Laut 'Le Temps' setzen sich die 65 Millionen aus drei Ebenen zusammen: 20 Millionen sollen im Rahmen der Kapitalerhöhung das geplante Wachstum finanzieren.
 
Zudem wird SK Telekom Aktien im Wert von ca. 25 Millionen Dollar von bisherigen Investoren übernehmen, so die Genfer Zeitung.
 
Drittens wird ein Team von SK Telekom die Mitarbeiter von ID Quantique integrieren. "Der Wert dieser Übertragung von Aktivitäten beträgt ungefähr 20 Millionen Dollar", sagt Gregory Ribordy. Das Managementteam bleibt laut Mitteilung bestehen, und der Hauptsitz von ID Quantique bleibe in Genf. Die Firma zählt heute rund 60 Mitarbeitende in Genf und ein Dutzend weitere weltweit.
 
Deren Zahl solle sich durch den Deal in zwei Jahren verdoppeln, so Ribordy.

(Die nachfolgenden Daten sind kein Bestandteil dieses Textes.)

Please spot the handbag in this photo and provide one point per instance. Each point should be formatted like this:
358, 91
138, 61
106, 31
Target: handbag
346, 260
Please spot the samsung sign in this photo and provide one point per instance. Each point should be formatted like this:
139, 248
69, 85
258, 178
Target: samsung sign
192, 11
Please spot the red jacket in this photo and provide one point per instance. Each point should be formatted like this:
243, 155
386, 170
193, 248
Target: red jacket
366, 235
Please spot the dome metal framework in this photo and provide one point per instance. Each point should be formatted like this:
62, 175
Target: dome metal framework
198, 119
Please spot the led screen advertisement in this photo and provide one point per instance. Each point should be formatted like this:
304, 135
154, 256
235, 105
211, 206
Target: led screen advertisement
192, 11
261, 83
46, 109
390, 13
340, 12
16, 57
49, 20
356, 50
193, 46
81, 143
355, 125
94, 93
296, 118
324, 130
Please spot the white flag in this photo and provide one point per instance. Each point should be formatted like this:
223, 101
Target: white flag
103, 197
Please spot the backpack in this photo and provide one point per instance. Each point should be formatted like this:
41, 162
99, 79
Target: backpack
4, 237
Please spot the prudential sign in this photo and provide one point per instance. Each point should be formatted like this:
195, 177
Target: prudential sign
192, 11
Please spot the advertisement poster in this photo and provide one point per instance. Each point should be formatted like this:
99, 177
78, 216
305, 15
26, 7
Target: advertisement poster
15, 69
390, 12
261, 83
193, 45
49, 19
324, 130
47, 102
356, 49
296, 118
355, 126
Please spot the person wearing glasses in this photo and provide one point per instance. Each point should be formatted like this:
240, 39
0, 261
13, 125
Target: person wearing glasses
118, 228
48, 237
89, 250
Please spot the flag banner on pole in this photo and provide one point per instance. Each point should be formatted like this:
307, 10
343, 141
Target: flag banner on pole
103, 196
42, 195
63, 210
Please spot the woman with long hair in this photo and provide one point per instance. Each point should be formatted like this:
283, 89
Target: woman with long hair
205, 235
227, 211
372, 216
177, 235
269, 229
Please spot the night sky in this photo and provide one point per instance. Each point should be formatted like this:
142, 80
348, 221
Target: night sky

Der Anteil an Mitarbeitenden in Genf und international werde Fifty-Fifty sein, kündigt Ribordy an, einige Mitarbeitende würden nach Südkorea gehen, andere von dort nach Genf ziehen.
 
Als spezifisches Wachstumsfeld nennen Ribordy und Park Jung-ho, CEO und President von SK Telecom, speziell sicheres 5G, beispielsweise im Kontext von autonomen Fahrzeugen.
 
ID Quantique, 2001 gegründet, soll 2017 mehr als zehn Millionen Franken Umsatz erzielt haben mit Kunden in etwa 60 Ländern, so 'Le Temps'. Weitere Zahlen werden keine genannt. Das Unternehmen zählt sich zu den Top-3-Firmen weltweit in der Quanten-Kryptographie, es gebe in ihrem Bereich sonst nur zwei bedeutende chinesische Konkurrenten. (mag)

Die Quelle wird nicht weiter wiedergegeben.